Clinical override of referral criteria may be requested in the following situations:

  • Inability to include essential referral information. If a specific test result is unable to be obtained due to access, financial, religious, cultural or consent reasons.
  • Patient does not meet minimum referral criteria. If the patient does not meet the criteria for referral but the referring practitioner believes that the patient requires specialist review.
  • Presence of clinical modifiers. The presence of clinical modifiers (as listed above in Standard referral information) may impact on the categorisation of a patient.

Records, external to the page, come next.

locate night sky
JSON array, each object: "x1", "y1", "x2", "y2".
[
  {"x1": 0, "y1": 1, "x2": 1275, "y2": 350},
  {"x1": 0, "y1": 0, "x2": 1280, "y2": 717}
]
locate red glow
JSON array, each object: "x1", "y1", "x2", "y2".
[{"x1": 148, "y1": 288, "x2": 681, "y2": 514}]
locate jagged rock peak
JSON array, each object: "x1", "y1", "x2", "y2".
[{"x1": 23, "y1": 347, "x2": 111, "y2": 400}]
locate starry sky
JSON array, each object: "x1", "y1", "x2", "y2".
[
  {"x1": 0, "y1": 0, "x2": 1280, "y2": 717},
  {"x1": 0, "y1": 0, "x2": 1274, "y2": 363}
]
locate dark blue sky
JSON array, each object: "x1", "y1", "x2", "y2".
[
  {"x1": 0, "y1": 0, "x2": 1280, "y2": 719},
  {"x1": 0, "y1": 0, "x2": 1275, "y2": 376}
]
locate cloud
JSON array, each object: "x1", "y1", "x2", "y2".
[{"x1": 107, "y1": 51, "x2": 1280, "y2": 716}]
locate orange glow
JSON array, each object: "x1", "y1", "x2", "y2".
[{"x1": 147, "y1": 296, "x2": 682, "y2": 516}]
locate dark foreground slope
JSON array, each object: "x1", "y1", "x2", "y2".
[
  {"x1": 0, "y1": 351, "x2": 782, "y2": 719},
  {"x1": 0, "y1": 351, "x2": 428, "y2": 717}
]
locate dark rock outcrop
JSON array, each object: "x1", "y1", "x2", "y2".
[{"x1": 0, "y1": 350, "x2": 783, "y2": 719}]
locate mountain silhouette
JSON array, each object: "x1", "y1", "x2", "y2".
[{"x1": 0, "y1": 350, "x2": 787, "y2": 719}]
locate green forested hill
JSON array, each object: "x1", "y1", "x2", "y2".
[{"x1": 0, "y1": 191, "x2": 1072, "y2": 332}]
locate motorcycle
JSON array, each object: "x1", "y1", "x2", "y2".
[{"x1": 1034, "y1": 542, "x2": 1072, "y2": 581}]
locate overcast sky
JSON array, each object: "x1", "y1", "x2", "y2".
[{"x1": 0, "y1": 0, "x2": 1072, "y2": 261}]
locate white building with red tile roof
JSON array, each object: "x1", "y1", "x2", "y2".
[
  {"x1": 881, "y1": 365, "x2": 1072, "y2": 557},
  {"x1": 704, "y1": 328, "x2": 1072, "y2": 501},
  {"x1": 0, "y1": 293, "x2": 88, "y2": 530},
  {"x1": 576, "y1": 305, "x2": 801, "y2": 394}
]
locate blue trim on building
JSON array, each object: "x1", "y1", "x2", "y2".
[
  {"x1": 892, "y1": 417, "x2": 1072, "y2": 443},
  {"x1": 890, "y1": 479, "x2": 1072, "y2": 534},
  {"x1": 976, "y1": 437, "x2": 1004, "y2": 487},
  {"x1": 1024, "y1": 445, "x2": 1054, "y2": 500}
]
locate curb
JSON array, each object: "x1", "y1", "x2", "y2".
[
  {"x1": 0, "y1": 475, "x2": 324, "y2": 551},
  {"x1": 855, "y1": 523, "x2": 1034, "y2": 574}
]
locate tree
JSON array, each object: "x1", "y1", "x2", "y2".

Include the reason for request for clinical override as part of the referral. Referrals are reviewed by the triaging specialist who determines the most appropriate course of action.

Out of catchment

West Moreton Health is responsible for providing a public health service to people who reside within its catchment area. To appropriately manage demand for service we do not accept referrals from outside this catchment area. If your patient does live outside the West Moreton Health area and it is deemed socially or clinically necessary for their care to be received in the West Moreton Health Service, inclusion of information regarding their particular medical and/or social factors will assist with the triaging of your referral.